Hunting collared lions is legal, but Palmer's guide and the owner of the hunting ground are facing trial on charges of not having had permission to organise the hunt. Another safari operator is also facing trial for an allegedly illegal lion hunt by another US citizen. "Many trophy hunters operate without permits," Zimbabwe Conservation Task Force chairman Johnny Rodrigues said. "There are some rogue outfitters out there," Muller admitted, but he said such cases were exceptions.
Legislation requires rangers to accompany hunters on land controlled by the wildlife authority or on communal land while a private landowner "in most cases will send a ranger employed by him," Muller said. The killing of a large elephant by a German hunter that made headlines in October was legal, the wildlife authority has said, but many Western campaigners demand a ban on the entire practice, arguing that killing animals for trophies is immoral.

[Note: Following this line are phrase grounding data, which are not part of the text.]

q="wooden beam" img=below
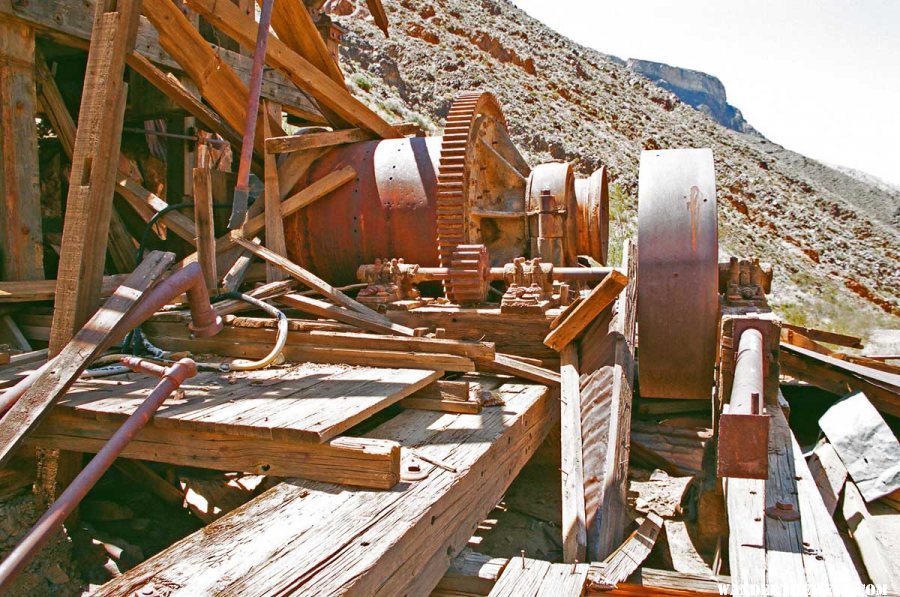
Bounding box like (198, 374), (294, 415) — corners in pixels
(0, 275), (129, 303)
(30, 411), (401, 490)
(560, 344), (587, 563)
(126, 52), (242, 148)
(114, 459), (184, 507)
(0, 0), (322, 120)
(588, 513), (663, 590)
(544, 270), (628, 351)
(241, 166), (357, 236)
(365, 0), (390, 36)
(476, 353), (560, 386)
(49, 0), (142, 355)
(780, 343), (900, 418)
(262, 102), (287, 283)
(0, 20), (43, 281)
(278, 293), (417, 337)
(0, 251), (174, 466)
(781, 323), (863, 349)
(807, 441), (848, 517)
(192, 143), (217, 290)
(233, 238), (408, 331)
(842, 480), (900, 588)
(184, 0), (400, 139)
(265, 128), (372, 154)
(93, 383), (555, 595)
(580, 240), (637, 560)
(141, 0), (284, 152)
(267, 0), (344, 85)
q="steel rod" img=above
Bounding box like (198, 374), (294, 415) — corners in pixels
(0, 358), (197, 591)
(229, 0), (276, 228)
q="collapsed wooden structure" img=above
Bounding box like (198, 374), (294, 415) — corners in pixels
(0, 0), (898, 595)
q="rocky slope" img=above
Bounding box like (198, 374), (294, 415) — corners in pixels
(625, 59), (757, 135)
(330, 0), (899, 338)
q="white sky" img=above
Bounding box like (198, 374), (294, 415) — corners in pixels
(510, 0), (900, 186)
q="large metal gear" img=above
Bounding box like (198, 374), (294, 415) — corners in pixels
(446, 244), (490, 305)
(637, 148), (719, 399)
(436, 91), (511, 269)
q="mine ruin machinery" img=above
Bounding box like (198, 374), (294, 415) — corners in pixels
(281, 91), (610, 287)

The hunting industry benefits 800,000 people living in communities allowing hunts on their land, who get income from the fees paid by operators and hunters, Muller countered. He did, however, pledge that the hunting industry would increase "self-regulation" to prevent illegal hunts. While the controversy over hunting rages on, the safari industry is worried about dozens of elephant carcasses discovered mainly in the Hwange area.

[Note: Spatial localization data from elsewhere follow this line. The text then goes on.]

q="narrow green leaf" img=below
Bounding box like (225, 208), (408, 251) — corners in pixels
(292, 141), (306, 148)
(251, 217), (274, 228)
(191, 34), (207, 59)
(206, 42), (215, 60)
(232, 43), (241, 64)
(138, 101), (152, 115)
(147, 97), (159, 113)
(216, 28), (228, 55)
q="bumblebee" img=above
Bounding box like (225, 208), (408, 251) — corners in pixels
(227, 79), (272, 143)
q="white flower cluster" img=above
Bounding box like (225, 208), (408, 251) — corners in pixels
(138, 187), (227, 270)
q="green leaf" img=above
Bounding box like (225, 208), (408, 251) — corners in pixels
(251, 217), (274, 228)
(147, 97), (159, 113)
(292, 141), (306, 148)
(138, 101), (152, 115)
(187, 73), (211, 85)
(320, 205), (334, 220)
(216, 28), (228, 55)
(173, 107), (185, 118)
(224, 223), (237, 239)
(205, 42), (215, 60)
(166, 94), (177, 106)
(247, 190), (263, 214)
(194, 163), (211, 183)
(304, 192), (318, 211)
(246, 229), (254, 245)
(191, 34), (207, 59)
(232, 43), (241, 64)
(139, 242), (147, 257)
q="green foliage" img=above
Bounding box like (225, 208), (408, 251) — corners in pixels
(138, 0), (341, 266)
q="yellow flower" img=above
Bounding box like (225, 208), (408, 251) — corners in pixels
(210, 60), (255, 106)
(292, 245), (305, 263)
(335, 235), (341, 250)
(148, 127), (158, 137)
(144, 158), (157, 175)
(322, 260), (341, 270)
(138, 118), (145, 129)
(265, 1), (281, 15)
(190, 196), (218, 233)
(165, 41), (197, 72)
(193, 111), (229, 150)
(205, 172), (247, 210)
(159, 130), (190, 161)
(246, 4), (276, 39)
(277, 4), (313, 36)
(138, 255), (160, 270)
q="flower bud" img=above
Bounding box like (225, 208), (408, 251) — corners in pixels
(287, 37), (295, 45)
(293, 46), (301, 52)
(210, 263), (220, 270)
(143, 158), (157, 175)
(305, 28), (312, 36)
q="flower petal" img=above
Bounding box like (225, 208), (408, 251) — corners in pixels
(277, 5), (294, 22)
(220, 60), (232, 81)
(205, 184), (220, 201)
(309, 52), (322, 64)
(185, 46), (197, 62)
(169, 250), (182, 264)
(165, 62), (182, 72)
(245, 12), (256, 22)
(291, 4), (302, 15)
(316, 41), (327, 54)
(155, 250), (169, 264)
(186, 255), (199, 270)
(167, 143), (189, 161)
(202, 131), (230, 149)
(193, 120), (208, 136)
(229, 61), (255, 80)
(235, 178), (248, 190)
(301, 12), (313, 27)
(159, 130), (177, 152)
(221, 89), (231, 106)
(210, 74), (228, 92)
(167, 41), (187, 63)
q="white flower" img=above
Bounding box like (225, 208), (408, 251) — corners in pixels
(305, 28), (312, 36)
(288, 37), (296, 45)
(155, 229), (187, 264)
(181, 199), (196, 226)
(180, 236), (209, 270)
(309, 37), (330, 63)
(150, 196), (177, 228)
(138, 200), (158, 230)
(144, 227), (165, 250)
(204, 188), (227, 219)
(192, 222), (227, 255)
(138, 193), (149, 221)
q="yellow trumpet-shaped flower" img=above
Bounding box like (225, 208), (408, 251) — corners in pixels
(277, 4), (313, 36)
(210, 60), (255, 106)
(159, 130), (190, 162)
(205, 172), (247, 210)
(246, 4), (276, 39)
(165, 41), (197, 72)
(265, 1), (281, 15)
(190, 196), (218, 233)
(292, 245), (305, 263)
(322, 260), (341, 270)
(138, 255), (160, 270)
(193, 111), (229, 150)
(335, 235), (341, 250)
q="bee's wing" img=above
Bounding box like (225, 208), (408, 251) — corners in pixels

They had been poisoned by cyanide placed near waterholes - a relatively new method that makes it possible to quietly kill large numbers of animals. "It will definitely have an impact" on tourism, said Emmanuel Fundira, president of the Safari Operators Association of Zimbabwe. Poachers reportedly poisoned 300 elephants already in 2013 when photographs of carcasses reduced tourist arrivals in Hwange, tourism operators said.
Deficient controls at mines using cyanide allow poachers to access the poison, Fundira said. Zimbabwe has only 3,000 to 3,500 rangers, according to the Conservation Task Force and Safari Operators Association. They police more than 80,000 square kilometres under conservation - an area about the size of Austria.
The country's economic woes have left it with few resources for the wildlife sector. An unemployment rate of more than 80 percent in the formal economy deprives the government of tax revenue while the expropriation of white-owned farms starting in 2000 contributed to the West slashing its aid. Controls are also hampered by corruption as wildlife criminals bribe officials and judges, Rodrigues said. Many of the poachers are poor rural people selling ivory to middlemen, who pay them a fraction of the black market price, said Tom Milliken from the wildlife trade monitoring network Traffic.
Ivory reportedly sells for more than 2,000 dollars per kilogramme in China, where it is used for making decorative objects. Wildlife park employees sometimes collude with poachers. Some have been arrested for smuggling ivory. Press reports implicating rangers and police in cyanide poaching were denied by police. Environmentalists say rangers even poach antelopes and other animals themselves to eat them. The government has announced a crackdown on poaching, including hiring more rangers; purchasing equipment, including drones; and imposing stiffer sentences. "[Rangers'] salaries are very low, and they lack basics like tents and food," Environment Minister Oppah Muchinguri-Kashiri said, "so it is easy for them to be tempted into poaching."